L’Alto Adige, volendo, può analizzare sia natura che provenienza
Per quanto concerne i legittimi dubbi sulla natura del latte utilizzato, appare necessario sottolineare l’elusività della risposta della direttrice dell’Associazione Latteria Alto Adige, Annemarie Kaser: “Questo viene fatto attraverso la documentazione, non attraverso analisi di laboratorio. Questo sistema è anche certificato da un organismo di controllo”. Affermazioni per nulla soddisfacenti né rassicuranti, che stridono dinanzi alla presenza e alla competenza che il Centro Laimburg, patrimonio altoatesino, ha dimostrato di detenere (ne parliamo in un altro articolo odierno) e potrebbe dare, se si volesse operare nella dovuta trasparenza.

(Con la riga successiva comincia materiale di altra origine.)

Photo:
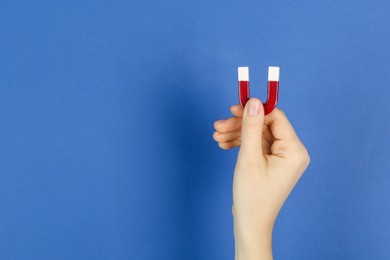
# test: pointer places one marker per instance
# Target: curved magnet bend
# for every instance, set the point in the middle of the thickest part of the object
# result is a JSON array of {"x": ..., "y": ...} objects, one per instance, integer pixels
[{"x": 273, "y": 88}]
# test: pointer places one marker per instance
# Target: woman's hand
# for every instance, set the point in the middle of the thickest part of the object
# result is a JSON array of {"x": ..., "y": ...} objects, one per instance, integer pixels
[{"x": 270, "y": 162}]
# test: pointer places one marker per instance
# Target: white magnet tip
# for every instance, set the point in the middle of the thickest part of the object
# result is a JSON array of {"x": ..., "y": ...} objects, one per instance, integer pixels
[
  {"x": 243, "y": 74},
  {"x": 273, "y": 73}
]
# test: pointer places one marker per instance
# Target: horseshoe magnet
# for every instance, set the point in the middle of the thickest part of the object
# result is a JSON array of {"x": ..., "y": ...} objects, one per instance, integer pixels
[{"x": 273, "y": 88}]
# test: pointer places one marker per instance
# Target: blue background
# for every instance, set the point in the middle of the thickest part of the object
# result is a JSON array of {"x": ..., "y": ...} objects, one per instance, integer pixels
[{"x": 107, "y": 110}]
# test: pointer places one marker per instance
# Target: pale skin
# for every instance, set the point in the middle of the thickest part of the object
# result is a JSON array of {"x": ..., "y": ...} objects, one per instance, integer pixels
[{"x": 270, "y": 162}]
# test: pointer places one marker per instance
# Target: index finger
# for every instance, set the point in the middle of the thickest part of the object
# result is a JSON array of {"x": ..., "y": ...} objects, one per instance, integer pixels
[{"x": 280, "y": 126}]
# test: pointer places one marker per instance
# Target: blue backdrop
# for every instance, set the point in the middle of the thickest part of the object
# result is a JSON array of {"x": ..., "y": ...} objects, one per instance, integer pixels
[{"x": 107, "y": 110}]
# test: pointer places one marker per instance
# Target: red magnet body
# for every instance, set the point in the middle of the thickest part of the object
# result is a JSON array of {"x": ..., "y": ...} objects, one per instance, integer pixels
[{"x": 272, "y": 92}]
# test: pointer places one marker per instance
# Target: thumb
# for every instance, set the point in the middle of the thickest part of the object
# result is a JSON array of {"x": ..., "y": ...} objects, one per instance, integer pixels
[{"x": 252, "y": 131}]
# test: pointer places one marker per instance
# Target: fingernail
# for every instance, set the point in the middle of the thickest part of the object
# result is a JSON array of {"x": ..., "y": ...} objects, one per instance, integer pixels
[{"x": 254, "y": 107}]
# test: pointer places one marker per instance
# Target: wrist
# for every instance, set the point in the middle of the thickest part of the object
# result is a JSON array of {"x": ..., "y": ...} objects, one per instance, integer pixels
[{"x": 253, "y": 243}]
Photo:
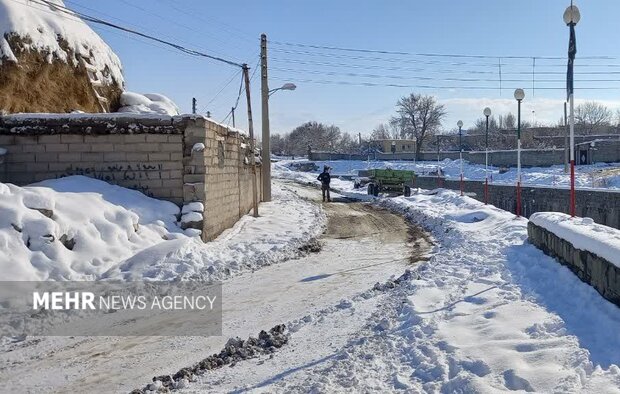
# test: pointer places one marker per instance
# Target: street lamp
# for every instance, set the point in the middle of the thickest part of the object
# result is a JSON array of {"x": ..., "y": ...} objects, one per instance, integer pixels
[
  {"x": 487, "y": 113},
  {"x": 519, "y": 96},
  {"x": 571, "y": 18},
  {"x": 266, "y": 149},
  {"x": 460, "y": 124}
]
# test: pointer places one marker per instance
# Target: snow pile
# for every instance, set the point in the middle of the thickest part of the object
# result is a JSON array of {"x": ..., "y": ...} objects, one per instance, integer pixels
[
  {"x": 284, "y": 227},
  {"x": 583, "y": 233},
  {"x": 58, "y": 33},
  {"x": 76, "y": 228},
  {"x": 488, "y": 312},
  {"x": 149, "y": 103},
  {"x": 79, "y": 228}
]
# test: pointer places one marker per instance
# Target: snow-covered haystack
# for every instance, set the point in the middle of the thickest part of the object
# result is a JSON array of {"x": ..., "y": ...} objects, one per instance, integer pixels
[
  {"x": 51, "y": 61},
  {"x": 147, "y": 104}
]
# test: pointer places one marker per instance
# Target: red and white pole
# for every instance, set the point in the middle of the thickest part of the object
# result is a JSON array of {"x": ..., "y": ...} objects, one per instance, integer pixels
[
  {"x": 572, "y": 155},
  {"x": 571, "y": 18},
  {"x": 461, "y": 158}
]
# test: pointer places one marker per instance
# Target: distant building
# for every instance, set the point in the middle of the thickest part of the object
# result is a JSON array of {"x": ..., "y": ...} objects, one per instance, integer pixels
[{"x": 400, "y": 146}]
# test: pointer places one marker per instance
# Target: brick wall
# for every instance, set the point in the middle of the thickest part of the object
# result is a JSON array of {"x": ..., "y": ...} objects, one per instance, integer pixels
[
  {"x": 589, "y": 267},
  {"x": 220, "y": 176},
  {"x": 600, "y": 205},
  {"x": 154, "y": 155}
]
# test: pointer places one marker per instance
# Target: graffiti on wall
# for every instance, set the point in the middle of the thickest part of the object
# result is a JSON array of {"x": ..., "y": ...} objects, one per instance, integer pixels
[{"x": 120, "y": 173}]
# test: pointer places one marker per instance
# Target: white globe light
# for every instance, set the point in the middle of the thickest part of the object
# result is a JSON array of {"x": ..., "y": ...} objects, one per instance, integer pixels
[
  {"x": 572, "y": 15},
  {"x": 519, "y": 94}
]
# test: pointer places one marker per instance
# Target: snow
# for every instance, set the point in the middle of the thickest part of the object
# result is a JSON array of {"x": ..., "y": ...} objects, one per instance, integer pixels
[
  {"x": 121, "y": 233},
  {"x": 193, "y": 207},
  {"x": 147, "y": 104},
  {"x": 191, "y": 217},
  {"x": 106, "y": 223},
  {"x": 582, "y": 233},
  {"x": 285, "y": 224},
  {"x": 488, "y": 312},
  {"x": 43, "y": 26},
  {"x": 601, "y": 175}
]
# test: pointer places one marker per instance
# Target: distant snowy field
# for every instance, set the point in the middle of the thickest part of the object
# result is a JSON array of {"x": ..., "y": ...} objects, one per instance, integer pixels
[{"x": 587, "y": 176}]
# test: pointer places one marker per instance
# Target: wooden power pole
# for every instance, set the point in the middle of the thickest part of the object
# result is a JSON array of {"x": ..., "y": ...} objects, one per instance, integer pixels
[
  {"x": 266, "y": 149},
  {"x": 246, "y": 78}
]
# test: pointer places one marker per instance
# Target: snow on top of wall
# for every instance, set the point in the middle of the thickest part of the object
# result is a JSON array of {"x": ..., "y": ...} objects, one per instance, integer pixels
[
  {"x": 583, "y": 233},
  {"x": 147, "y": 104},
  {"x": 42, "y": 25}
]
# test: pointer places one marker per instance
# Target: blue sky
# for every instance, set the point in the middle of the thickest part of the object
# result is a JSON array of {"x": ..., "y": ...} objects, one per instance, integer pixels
[{"x": 495, "y": 28}]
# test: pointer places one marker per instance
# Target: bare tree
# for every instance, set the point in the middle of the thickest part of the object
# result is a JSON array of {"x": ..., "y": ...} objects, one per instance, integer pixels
[
  {"x": 591, "y": 116},
  {"x": 381, "y": 132},
  {"x": 417, "y": 118}
]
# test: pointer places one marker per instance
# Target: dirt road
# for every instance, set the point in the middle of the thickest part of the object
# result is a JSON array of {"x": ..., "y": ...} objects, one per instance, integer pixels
[{"x": 362, "y": 245}]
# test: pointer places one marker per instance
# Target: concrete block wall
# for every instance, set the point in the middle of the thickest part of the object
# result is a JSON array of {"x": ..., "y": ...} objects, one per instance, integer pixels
[
  {"x": 154, "y": 155},
  {"x": 600, "y": 205},
  {"x": 140, "y": 154},
  {"x": 589, "y": 267},
  {"x": 220, "y": 176}
]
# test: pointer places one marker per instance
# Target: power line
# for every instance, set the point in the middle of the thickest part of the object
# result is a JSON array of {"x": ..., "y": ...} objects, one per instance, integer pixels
[
  {"x": 175, "y": 22},
  {"x": 435, "y": 87},
  {"x": 206, "y": 106},
  {"x": 403, "y": 53},
  {"x": 241, "y": 91},
  {"x": 449, "y": 79}
]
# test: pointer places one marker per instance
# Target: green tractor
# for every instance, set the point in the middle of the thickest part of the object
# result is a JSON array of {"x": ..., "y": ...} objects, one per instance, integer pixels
[{"x": 400, "y": 181}]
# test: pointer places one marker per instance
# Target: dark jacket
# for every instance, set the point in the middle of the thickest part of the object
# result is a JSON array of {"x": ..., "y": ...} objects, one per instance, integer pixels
[{"x": 325, "y": 178}]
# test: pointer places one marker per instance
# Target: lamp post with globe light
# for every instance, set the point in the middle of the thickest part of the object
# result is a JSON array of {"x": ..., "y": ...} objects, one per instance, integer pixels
[
  {"x": 487, "y": 113},
  {"x": 519, "y": 96},
  {"x": 266, "y": 148},
  {"x": 571, "y": 18},
  {"x": 460, "y": 125}
]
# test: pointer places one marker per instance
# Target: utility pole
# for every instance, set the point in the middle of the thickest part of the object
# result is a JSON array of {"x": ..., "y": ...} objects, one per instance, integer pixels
[
  {"x": 565, "y": 140},
  {"x": 266, "y": 151},
  {"x": 246, "y": 78}
]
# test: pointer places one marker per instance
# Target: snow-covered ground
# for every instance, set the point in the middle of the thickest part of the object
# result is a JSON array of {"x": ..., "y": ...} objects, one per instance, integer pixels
[
  {"x": 488, "y": 313},
  {"x": 79, "y": 228},
  {"x": 587, "y": 176}
]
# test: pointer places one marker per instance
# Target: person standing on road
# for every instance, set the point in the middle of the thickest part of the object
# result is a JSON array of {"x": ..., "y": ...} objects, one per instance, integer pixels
[{"x": 325, "y": 178}]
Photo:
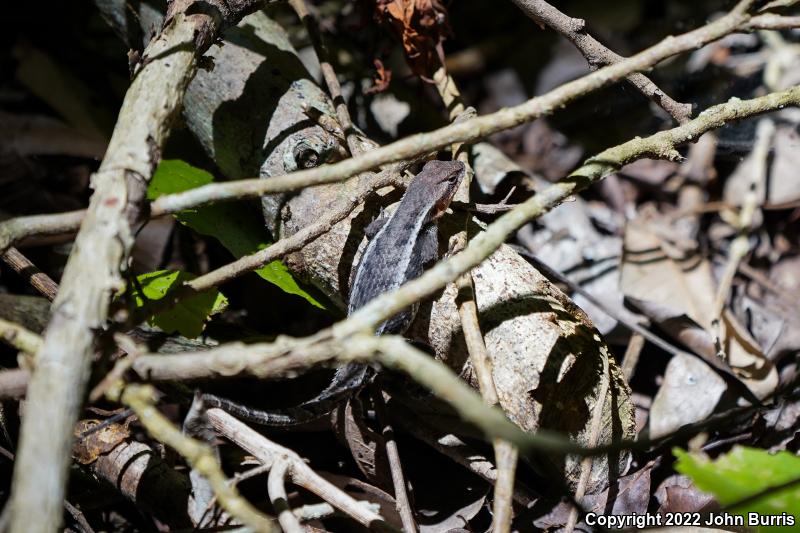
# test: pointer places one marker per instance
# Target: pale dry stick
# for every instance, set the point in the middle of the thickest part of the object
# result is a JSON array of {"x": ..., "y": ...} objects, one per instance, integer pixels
[
  {"x": 268, "y": 359},
  {"x": 14, "y": 383},
  {"x": 771, "y": 21},
  {"x": 268, "y": 452},
  {"x": 454, "y": 448},
  {"x": 277, "y": 495},
  {"x": 718, "y": 366},
  {"x": 765, "y": 131},
  {"x": 199, "y": 455},
  {"x": 466, "y": 131},
  {"x": 505, "y": 453},
  {"x": 117, "y": 373},
  {"x": 597, "y": 55},
  {"x": 631, "y": 357},
  {"x": 594, "y": 438},
  {"x": 15, "y": 229},
  {"x": 19, "y": 337},
  {"x": 297, "y": 240},
  {"x": 92, "y": 275},
  {"x": 402, "y": 503},
  {"x": 38, "y": 279}
]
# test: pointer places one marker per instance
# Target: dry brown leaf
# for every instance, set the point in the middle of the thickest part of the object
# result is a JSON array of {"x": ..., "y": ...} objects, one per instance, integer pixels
[
  {"x": 88, "y": 449},
  {"x": 381, "y": 79},
  {"x": 421, "y": 26}
]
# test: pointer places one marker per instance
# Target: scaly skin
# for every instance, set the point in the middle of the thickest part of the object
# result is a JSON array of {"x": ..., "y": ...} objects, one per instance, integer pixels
[{"x": 404, "y": 244}]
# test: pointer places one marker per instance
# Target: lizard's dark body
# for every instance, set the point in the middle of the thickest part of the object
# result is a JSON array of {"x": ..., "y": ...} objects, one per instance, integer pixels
[{"x": 401, "y": 245}]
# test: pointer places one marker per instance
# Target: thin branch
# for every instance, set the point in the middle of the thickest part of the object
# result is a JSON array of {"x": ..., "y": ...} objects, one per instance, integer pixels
[
  {"x": 597, "y": 55},
  {"x": 19, "y": 337},
  {"x": 38, "y": 279},
  {"x": 15, "y": 229},
  {"x": 395, "y": 465},
  {"x": 661, "y": 145},
  {"x": 459, "y": 132},
  {"x": 269, "y": 452},
  {"x": 771, "y": 21},
  {"x": 92, "y": 275},
  {"x": 288, "y": 354},
  {"x": 11, "y": 231},
  {"x": 279, "y": 499},
  {"x": 765, "y": 131},
  {"x": 594, "y": 439},
  {"x": 714, "y": 363},
  {"x": 329, "y": 75},
  {"x": 198, "y": 454},
  {"x": 505, "y": 453}
]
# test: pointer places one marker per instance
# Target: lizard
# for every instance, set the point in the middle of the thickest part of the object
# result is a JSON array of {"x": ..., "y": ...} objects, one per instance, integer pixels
[{"x": 401, "y": 245}]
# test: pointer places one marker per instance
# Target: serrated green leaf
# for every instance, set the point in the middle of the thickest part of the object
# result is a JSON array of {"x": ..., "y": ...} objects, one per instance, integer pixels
[
  {"x": 190, "y": 315},
  {"x": 745, "y": 472},
  {"x": 237, "y": 227}
]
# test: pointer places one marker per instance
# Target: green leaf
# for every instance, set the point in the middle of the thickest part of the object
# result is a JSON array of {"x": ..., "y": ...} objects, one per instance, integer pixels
[
  {"x": 190, "y": 315},
  {"x": 744, "y": 472},
  {"x": 236, "y": 226}
]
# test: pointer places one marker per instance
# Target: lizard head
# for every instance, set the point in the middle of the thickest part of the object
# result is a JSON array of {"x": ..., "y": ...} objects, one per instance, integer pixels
[{"x": 437, "y": 182}]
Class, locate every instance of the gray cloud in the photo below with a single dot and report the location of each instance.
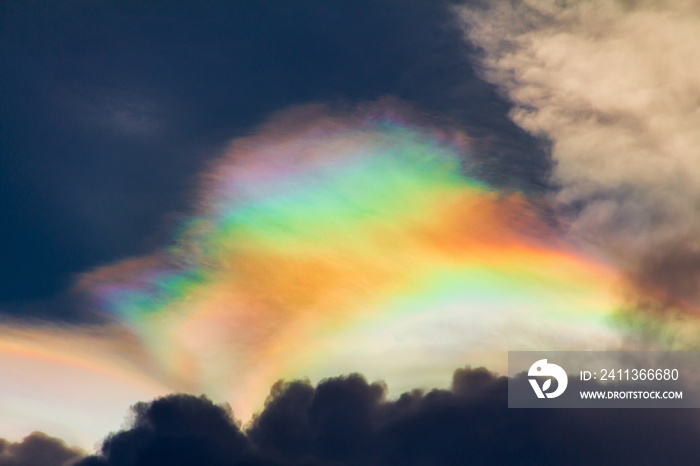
(615, 85)
(38, 449)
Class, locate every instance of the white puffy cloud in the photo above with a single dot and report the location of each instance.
(615, 86)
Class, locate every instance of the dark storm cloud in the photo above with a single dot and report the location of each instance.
(38, 449)
(110, 108)
(347, 421)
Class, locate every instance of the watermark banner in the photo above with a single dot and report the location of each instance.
(604, 379)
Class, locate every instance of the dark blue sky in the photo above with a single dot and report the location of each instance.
(109, 109)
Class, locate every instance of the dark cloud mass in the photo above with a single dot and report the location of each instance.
(348, 421)
(110, 108)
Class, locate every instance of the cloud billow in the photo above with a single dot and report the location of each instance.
(348, 421)
(615, 86)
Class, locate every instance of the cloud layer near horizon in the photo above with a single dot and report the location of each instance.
(615, 86)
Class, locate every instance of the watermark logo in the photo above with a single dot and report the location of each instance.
(542, 368)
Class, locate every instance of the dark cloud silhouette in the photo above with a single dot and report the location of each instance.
(347, 421)
(38, 449)
(109, 109)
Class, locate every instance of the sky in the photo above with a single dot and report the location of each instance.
(309, 233)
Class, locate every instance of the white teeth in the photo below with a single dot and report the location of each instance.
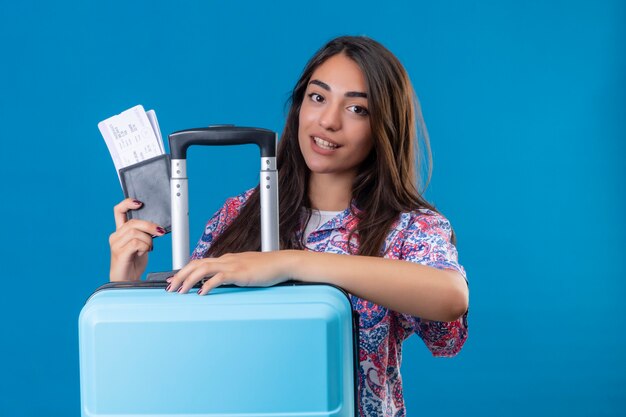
(324, 144)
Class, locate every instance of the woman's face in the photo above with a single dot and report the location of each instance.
(334, 132)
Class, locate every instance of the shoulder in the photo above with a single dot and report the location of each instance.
(423, 223)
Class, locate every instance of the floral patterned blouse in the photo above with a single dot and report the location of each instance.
(420, 236)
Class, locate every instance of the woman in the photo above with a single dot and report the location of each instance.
(348, 187)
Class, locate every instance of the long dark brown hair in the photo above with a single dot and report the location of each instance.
(386, 182)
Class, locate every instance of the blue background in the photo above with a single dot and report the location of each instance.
(526, 108)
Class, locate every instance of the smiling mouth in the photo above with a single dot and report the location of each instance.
(324, 144)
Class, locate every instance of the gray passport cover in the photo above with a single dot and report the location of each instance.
(149, 182)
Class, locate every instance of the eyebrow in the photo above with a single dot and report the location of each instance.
(348, 94)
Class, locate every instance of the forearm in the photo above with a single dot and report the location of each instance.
(405, 287)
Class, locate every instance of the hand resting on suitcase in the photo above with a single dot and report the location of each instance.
(419, 290)
(130, 243)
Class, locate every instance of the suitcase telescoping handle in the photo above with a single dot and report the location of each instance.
(220, 136)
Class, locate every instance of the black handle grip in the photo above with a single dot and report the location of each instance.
(222, 135)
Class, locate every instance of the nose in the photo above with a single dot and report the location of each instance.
(330, 118)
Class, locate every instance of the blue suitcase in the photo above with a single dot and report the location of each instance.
(286, 350)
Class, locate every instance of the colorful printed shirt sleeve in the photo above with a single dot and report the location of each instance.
(428, 241)
(219, 222)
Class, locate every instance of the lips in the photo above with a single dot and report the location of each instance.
(324, 143)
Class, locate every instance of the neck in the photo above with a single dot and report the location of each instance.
(330, 192)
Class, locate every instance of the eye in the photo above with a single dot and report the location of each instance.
(360, 110)
(316, 97)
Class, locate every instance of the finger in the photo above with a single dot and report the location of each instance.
(144, 226)
(120, 210)
(120, 240)
(212, 283)
(179, 278)
(133, 247)
(204, 270)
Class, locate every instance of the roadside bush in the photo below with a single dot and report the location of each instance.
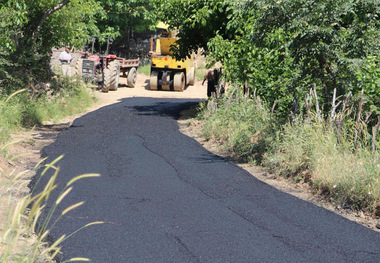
(342, 167)
(309, 152)
(242, 127)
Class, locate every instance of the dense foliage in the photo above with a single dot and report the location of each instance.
(284, 48)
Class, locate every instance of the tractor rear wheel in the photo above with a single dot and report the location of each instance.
(111, 76)
(192, 76)
(132, 76)
(153, 80)
(179, 81)
(78, 67)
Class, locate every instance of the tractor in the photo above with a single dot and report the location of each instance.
(104, 69)
(167, 73)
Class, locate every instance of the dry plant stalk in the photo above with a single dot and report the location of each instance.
(375, 129)
(317, 102)
(358, 127)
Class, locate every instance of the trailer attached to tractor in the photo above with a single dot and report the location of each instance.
(104, 69)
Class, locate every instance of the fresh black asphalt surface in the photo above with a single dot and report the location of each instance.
(164, 198)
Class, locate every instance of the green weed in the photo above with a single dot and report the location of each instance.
(338, 164)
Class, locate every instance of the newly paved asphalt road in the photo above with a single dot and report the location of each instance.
(166, 199)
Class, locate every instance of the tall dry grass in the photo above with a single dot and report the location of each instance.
(338, 156)
(27, 222)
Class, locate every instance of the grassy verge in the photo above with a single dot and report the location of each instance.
(66, 97)
(305, 150)
(26, 221)
(21, 238)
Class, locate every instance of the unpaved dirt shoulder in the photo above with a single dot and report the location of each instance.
(191, 127)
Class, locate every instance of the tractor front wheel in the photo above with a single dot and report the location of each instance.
(78, 67)
(132, 76)
(111, 76)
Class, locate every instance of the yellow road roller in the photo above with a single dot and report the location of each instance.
(166, 72)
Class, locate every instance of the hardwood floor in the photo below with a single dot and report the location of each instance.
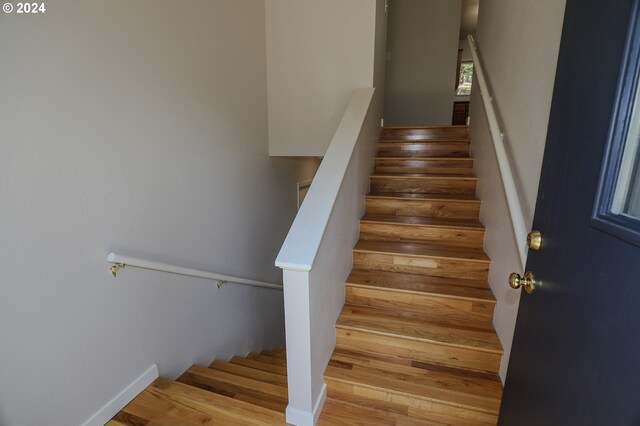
(415, 340)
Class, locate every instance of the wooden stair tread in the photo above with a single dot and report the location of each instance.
(424, 196)
(439, 330)
(343, 413)
(259, 365)
(422, 284)
(423, 221)
(415, 249)
(256, 392)
(249, 372)
(268, 360)
(454, 387)
(427, 159)
(423, 176)
(167, 402)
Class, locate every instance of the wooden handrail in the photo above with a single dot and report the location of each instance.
(120, 261)
(510, 189)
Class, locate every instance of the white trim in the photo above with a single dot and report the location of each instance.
(118, 402)
(510, 189)
(301, 246)
(172, 269)
(302, 418)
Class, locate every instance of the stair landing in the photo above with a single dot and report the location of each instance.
(415, 339)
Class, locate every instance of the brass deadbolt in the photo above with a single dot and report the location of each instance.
(527, 282)
(534, 240)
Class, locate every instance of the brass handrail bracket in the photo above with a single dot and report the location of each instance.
(115, 268)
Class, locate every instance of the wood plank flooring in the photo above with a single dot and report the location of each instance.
(415, 340)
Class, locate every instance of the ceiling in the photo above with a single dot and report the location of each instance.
(468, 18)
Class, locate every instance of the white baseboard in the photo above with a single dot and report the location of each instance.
(304, 418)
(118, 402)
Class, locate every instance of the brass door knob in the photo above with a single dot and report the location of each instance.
(534, 240)
(527, 282)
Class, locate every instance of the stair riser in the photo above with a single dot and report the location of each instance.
(424, 149)
(229, 389)
(430, 208)
(422, 265)
(414, 185)
(430, 133)
(455, 237)
(406, 405)
(451, 167)
(427, 304)
(418, 350)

Il Laimburg è un istituto di ricerca – con sede a Ora, in provincia di Bolzano – che ha di recente dimostrato le proprie avanzatissime risorse e competenze sia nell’analisi della qualità che in quella della natura dei latti (Progetto Heumilch, già presentato in un nostro articolo dell’aprile 2019) ma anche nella certificazione della provenienza degli alimenti (analisi degli isotopi dello stronzio metallico, alla pagina 5 del documento “L’Istituto di Chimica Agraria e Qualità Alimentare del Centro di Sperimentazione Laimburg“).
Conclusioni
È davvero un peccato che l’Alto Adige, pur possedendo tali straordinarie risorse scientifiche non le abbia sinora utilizzate per certificare la sostanza del proprio operato. Speriamo che, vista la situazione venutasi a creare, si determini a metterle in campo, nella necessità di spazzar via molti dubbi e di togliere ogni ombra dal proprio fare, e soprattutto dai propri prodotti.